Since the overall amount of data is not that much, we copied all files to each of the endpoints and included these in dynafed in a way that they appear to be in the same logical location - for a user job it looks like the file is there only once but the access to it can be through any of the configured endpoints.
That way we can configure all jobs to access the same storage access point (dynafed's URL) but then the jobs get automatically redirected to the real storage endpoint that is closest to the cloud where the job itself runs. This solves the above mentioned problems and also has other advantages:
  • authorization and authentication handled by dynafed not by the storage site
    • authenticated jobs get a pre-authorized link to the data which has only a very limited lifetime
  • jobs in different clouds access different storage sites for data transfers but all are still configured in the same way
  • system is fail-safe against the outage of sites
    • jobs will just continue to access the data from the next closest site
  • system can dynamically be increased to account for additional load
    • new endpoints can easily be setup on different clouds at any time and added to dynafed, e.g. when an increased job load on a cloud causes performance problems on the currently used storage endpoints

However to be able to use that system, the jobs needs to access the data through http(s)/webdav(s). Unfortunately, that's not always the case.
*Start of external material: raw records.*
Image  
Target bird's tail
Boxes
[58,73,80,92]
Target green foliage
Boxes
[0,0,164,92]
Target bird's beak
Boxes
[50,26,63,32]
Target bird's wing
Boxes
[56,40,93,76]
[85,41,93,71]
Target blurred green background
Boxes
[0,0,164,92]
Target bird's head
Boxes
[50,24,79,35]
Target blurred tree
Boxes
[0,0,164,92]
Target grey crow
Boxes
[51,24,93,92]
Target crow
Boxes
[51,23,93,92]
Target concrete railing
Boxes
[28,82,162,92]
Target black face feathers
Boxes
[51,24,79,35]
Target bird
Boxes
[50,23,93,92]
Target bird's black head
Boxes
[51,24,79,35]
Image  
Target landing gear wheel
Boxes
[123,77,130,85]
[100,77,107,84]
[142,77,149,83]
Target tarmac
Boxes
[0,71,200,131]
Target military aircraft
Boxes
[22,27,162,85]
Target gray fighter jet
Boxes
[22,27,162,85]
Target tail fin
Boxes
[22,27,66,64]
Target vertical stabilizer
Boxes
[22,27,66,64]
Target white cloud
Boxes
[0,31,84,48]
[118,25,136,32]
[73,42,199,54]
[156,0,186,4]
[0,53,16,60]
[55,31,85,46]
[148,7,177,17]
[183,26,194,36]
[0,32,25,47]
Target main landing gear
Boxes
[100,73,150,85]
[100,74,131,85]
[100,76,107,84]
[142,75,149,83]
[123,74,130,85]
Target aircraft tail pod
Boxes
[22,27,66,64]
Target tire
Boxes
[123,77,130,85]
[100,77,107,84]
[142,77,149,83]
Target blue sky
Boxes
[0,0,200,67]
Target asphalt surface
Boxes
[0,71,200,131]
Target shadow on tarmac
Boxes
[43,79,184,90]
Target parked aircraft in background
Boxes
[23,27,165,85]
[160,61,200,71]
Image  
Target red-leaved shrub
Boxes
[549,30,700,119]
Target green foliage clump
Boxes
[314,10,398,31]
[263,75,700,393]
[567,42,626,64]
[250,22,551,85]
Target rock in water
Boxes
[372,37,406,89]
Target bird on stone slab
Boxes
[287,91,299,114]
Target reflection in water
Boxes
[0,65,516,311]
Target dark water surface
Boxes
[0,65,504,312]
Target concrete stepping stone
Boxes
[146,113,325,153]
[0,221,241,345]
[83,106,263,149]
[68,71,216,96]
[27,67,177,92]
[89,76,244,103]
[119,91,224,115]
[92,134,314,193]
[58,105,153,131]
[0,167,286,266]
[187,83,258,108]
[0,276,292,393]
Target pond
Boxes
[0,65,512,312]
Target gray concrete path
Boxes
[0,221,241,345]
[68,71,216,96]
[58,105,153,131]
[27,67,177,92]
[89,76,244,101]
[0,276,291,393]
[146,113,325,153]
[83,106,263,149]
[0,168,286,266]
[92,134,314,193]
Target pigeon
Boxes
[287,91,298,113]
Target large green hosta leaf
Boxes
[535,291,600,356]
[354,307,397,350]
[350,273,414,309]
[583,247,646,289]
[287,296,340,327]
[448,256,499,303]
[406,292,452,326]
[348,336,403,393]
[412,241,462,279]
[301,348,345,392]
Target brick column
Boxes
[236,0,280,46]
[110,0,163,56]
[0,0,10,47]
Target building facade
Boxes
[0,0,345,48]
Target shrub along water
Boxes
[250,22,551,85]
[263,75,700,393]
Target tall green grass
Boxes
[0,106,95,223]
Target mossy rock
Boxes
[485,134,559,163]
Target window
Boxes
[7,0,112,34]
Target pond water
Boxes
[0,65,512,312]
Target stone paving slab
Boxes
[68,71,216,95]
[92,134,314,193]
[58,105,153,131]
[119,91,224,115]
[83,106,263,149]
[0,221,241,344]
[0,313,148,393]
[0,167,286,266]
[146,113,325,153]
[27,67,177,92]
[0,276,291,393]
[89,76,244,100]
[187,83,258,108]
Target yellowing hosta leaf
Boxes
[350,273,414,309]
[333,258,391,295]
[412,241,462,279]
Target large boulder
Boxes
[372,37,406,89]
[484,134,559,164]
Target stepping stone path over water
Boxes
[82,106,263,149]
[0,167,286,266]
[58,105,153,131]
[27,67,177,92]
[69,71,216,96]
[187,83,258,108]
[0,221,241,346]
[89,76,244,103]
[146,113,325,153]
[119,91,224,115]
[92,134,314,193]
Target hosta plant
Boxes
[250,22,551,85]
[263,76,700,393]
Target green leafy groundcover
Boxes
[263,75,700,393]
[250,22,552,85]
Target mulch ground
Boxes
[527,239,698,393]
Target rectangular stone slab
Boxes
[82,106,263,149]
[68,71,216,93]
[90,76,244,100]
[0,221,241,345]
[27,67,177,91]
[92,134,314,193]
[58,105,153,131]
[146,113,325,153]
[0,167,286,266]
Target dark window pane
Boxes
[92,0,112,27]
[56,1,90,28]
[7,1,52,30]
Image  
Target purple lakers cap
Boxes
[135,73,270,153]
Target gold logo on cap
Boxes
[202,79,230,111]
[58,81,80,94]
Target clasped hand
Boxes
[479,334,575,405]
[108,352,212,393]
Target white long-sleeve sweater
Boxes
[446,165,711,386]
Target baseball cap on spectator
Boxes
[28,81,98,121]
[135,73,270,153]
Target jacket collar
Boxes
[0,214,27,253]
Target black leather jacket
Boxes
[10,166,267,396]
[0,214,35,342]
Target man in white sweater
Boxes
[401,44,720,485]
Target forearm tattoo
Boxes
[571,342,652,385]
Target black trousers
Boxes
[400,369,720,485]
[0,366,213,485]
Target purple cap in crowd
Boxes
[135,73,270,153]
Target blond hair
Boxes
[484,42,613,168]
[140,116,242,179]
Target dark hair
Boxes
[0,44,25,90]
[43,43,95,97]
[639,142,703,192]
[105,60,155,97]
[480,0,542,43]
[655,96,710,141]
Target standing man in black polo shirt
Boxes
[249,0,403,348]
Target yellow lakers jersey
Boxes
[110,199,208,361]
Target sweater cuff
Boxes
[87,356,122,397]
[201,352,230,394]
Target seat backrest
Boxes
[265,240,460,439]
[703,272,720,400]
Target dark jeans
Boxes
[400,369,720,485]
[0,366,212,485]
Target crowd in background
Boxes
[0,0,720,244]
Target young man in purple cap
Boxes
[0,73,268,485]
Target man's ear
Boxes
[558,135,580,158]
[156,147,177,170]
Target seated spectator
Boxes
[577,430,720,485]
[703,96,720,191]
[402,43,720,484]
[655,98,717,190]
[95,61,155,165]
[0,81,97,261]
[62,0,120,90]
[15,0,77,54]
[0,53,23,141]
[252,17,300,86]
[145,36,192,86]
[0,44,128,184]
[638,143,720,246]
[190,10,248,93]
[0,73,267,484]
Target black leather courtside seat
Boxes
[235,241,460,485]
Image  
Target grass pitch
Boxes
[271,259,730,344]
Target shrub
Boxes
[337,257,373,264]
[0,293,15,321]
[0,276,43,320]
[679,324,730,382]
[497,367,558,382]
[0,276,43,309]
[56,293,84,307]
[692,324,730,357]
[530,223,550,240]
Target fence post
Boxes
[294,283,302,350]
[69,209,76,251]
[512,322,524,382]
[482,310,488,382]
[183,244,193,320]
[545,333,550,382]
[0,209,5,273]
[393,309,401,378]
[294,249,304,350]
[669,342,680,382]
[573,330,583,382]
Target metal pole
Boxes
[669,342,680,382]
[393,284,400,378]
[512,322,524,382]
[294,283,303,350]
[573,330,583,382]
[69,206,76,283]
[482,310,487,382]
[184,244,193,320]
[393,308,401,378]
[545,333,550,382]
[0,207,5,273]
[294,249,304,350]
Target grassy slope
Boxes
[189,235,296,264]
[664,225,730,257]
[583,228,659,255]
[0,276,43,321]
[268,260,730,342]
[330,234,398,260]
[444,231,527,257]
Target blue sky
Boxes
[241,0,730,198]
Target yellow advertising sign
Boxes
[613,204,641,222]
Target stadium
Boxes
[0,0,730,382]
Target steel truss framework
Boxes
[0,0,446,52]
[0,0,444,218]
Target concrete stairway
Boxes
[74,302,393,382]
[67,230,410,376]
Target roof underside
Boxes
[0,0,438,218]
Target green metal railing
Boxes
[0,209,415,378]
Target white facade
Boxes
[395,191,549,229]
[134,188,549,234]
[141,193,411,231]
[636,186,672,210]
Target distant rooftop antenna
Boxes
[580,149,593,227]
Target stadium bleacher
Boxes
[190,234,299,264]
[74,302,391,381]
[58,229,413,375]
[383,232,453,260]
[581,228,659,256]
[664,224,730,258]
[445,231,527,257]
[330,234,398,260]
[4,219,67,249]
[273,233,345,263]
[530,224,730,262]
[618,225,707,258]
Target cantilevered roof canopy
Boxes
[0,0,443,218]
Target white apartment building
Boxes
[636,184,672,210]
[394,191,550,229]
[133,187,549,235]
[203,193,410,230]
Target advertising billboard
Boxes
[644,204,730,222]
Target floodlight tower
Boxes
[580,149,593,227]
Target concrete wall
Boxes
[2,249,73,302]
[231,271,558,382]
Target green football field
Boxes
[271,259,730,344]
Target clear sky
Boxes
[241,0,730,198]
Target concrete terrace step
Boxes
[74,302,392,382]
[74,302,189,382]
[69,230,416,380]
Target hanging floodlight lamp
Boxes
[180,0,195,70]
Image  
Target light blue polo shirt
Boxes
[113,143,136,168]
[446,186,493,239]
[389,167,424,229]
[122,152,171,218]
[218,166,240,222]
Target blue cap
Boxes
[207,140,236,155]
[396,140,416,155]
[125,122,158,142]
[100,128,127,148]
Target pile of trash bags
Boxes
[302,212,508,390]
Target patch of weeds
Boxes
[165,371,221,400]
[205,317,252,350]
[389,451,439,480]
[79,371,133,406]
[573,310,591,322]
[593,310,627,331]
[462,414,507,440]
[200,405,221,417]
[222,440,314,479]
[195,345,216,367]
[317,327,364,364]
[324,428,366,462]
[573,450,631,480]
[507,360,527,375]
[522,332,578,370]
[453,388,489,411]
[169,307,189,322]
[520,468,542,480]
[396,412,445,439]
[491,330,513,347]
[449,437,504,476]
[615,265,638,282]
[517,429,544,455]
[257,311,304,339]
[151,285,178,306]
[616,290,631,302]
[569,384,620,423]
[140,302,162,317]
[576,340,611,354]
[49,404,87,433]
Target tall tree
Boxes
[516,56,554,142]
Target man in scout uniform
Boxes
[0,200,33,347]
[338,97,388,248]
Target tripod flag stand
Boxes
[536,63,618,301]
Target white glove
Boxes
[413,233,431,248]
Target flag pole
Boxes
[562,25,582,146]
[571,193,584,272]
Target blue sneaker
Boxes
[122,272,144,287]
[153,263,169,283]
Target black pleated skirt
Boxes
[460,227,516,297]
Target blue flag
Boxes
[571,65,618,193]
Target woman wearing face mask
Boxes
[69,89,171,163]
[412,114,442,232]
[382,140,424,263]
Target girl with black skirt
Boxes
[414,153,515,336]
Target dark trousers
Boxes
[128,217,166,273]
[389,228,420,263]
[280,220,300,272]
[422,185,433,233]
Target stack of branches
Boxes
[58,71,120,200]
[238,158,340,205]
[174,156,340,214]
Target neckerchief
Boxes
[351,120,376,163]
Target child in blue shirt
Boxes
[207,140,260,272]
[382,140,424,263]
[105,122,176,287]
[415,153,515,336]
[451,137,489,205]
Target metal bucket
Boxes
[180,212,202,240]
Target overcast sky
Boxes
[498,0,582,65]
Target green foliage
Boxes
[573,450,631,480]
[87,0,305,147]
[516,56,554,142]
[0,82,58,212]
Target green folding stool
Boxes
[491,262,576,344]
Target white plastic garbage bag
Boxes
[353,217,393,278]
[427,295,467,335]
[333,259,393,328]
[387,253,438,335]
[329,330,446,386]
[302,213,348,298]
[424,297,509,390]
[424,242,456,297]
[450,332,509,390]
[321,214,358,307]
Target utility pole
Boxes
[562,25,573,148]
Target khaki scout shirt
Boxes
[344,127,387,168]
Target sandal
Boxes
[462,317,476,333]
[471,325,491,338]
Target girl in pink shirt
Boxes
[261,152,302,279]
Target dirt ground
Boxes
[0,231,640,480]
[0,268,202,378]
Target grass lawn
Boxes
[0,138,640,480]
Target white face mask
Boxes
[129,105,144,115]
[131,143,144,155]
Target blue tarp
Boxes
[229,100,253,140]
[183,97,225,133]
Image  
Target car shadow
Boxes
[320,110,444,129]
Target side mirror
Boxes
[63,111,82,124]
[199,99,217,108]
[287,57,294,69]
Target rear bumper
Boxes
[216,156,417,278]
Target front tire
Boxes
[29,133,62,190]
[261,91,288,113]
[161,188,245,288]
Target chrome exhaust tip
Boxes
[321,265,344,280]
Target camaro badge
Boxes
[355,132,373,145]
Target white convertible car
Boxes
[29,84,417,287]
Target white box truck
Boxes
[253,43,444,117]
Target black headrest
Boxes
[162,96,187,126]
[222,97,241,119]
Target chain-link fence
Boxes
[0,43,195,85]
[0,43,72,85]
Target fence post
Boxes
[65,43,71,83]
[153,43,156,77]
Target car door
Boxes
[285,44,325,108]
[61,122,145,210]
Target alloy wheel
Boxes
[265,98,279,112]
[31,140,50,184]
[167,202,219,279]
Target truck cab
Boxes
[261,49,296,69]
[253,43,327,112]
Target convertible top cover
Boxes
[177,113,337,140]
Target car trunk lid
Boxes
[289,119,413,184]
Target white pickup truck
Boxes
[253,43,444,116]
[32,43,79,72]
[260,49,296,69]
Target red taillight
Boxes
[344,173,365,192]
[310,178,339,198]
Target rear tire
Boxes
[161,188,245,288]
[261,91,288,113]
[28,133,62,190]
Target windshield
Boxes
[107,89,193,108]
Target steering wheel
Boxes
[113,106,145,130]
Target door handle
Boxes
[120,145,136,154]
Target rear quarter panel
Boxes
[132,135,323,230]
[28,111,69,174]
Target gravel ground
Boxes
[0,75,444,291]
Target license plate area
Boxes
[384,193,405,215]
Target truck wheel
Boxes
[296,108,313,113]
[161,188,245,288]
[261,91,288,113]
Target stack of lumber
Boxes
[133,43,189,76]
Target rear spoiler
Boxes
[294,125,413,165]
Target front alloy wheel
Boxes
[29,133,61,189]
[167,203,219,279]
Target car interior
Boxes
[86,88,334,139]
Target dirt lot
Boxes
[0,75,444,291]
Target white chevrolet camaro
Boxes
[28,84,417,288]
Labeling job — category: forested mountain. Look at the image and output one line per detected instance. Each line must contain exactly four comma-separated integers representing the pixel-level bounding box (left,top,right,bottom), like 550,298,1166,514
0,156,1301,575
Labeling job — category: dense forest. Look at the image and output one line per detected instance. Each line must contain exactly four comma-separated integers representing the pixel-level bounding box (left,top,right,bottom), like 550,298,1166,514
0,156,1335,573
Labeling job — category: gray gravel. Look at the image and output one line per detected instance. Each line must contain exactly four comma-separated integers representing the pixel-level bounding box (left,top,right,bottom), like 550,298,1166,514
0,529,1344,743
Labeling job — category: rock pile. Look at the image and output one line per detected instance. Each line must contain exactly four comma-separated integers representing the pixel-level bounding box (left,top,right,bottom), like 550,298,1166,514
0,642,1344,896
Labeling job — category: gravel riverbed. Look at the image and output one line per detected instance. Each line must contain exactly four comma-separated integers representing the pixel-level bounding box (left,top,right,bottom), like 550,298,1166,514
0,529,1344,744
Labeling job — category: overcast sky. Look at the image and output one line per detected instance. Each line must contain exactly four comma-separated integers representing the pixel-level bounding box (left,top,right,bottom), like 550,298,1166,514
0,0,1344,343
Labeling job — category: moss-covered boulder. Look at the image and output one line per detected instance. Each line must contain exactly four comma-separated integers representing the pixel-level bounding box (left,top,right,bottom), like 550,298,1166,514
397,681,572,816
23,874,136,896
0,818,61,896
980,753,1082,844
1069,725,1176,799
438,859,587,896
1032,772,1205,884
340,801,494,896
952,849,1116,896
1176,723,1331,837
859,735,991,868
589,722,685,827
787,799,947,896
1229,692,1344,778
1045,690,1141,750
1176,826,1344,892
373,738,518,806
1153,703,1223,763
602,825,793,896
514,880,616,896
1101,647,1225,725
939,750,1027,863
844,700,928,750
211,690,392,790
To still be able to use the advantages described above, one can use gfalFS,  a fuse module that allows to mount the whole data federation as a single directory in the Linux file system.
To be able to use X509 based authentication, the environment variable X509_USER_PROXY needs to be set to the correct X509 proxy file and than a federation can be mounted as:

gfalFS -s $HOME/data davs://dyanfed.server.com:PORT/data 

which would mount the path /data/ accessible on the dynafed server dynafed.server.com in a users home directory accessible through $HOME/data
The big advantage here is that all files in the federation, no matter where they are actually stored, are accessible with standard linux tools; e.g. ls and cp. Accessing the federation that way will not loose any of the other advantages described above, especially access from different geographic locations will still end up to access files on different storage endpoints.

Running this configuration for more than 3500 jobs in parallel, it proved to be a very good way to make use of distributed storage in the case the needed transfer protocol is not supported by  the jobs running.